I scaled it to 512x1024 so it might look a bit skewed but water placement at least seems improved. Using lower values for the --lakes argument will add more lakes (which may or may not be an improvement).

What should have been, is that the option would specify what is the threshold for minimum land level, which should have been around -28m for this use-case instead of 0, and should convert that to above sea level before scaling between 0-255.

I think a problem with this is that other water values which are >= -28m in the data will also get raised to above sea level.
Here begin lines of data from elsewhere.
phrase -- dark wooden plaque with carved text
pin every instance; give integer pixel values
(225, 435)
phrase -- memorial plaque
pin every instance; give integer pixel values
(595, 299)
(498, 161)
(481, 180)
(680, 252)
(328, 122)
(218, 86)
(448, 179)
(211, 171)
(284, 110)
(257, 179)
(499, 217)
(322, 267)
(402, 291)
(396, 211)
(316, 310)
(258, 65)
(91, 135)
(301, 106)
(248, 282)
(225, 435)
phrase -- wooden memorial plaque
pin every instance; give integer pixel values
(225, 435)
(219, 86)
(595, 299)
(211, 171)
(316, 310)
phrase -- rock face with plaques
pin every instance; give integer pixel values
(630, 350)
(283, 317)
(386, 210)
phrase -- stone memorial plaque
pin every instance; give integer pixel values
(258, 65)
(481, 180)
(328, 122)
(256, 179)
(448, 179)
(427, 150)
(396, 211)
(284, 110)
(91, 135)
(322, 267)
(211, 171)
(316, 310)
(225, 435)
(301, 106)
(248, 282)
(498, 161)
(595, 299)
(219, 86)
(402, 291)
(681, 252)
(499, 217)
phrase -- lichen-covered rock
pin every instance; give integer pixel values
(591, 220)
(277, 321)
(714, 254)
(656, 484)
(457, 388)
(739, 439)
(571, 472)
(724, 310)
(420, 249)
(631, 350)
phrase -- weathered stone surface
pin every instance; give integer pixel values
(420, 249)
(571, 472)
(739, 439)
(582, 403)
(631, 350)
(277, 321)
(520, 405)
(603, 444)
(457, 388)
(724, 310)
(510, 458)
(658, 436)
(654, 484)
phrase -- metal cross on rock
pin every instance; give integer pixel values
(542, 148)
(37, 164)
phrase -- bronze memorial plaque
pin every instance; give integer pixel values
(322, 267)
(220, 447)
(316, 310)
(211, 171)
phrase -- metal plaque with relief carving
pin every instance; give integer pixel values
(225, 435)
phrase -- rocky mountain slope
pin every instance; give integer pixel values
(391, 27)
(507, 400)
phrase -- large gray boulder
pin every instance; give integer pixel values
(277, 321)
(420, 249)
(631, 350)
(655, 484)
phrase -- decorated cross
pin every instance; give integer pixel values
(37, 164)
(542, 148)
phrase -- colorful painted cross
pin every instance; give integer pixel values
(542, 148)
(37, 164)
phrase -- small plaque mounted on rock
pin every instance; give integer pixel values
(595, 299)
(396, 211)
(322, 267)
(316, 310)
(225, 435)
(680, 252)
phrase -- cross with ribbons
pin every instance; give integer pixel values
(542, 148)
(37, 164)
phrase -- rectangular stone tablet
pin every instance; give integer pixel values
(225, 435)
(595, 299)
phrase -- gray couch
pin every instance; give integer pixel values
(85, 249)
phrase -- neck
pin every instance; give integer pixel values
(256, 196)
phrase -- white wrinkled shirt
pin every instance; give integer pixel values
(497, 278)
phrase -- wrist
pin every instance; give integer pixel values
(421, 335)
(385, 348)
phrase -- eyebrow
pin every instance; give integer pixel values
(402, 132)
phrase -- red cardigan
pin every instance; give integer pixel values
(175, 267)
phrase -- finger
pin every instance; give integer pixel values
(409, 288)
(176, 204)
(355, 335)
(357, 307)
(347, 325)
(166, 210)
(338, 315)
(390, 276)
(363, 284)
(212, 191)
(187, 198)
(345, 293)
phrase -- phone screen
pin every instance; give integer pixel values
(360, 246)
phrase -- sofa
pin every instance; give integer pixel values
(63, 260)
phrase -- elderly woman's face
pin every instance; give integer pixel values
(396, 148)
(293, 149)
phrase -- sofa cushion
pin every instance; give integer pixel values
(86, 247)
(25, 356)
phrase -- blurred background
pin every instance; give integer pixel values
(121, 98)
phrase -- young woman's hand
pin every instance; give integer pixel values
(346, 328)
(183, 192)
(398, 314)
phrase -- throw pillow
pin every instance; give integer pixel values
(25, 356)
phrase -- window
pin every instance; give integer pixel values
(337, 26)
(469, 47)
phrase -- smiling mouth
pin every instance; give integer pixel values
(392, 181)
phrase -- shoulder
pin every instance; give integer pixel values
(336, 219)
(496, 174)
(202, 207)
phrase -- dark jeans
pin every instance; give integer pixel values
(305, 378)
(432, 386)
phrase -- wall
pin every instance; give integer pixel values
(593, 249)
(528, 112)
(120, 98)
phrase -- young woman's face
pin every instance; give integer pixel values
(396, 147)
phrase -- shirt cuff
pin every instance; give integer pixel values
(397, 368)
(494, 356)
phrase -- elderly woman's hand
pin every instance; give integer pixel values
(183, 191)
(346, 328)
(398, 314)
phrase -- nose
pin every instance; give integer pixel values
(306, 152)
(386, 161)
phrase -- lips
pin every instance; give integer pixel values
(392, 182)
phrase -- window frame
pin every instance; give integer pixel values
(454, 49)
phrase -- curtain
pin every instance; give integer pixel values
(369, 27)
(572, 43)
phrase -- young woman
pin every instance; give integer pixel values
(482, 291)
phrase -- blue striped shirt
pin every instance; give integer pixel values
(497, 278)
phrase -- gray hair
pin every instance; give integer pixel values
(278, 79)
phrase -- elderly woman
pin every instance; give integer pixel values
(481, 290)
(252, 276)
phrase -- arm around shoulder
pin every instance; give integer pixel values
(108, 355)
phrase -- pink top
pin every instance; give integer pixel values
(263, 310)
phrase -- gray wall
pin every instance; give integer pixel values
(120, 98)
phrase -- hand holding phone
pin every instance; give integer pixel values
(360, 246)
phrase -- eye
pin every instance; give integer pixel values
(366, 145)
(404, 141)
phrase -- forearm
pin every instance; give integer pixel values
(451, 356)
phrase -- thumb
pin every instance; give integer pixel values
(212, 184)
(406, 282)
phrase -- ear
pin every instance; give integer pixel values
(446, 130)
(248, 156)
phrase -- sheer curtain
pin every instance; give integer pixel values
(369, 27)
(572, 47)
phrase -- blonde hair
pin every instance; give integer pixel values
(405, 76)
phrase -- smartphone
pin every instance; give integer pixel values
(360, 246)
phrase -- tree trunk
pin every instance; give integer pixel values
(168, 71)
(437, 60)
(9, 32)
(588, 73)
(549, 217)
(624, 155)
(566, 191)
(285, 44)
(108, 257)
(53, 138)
For example, a lot of the Black Sea in this map has an elevation value of 0. So then you're back to calling --lakes to fix that. (Also, you'd have to know what the minimum land level is.)

To be clear, raising undersea pixels does happen before scaling to 0-255. That is part of the problem, because if they are not raised high enough they will just get rounded back down to zero (which is what --raise-low is supposed to fix).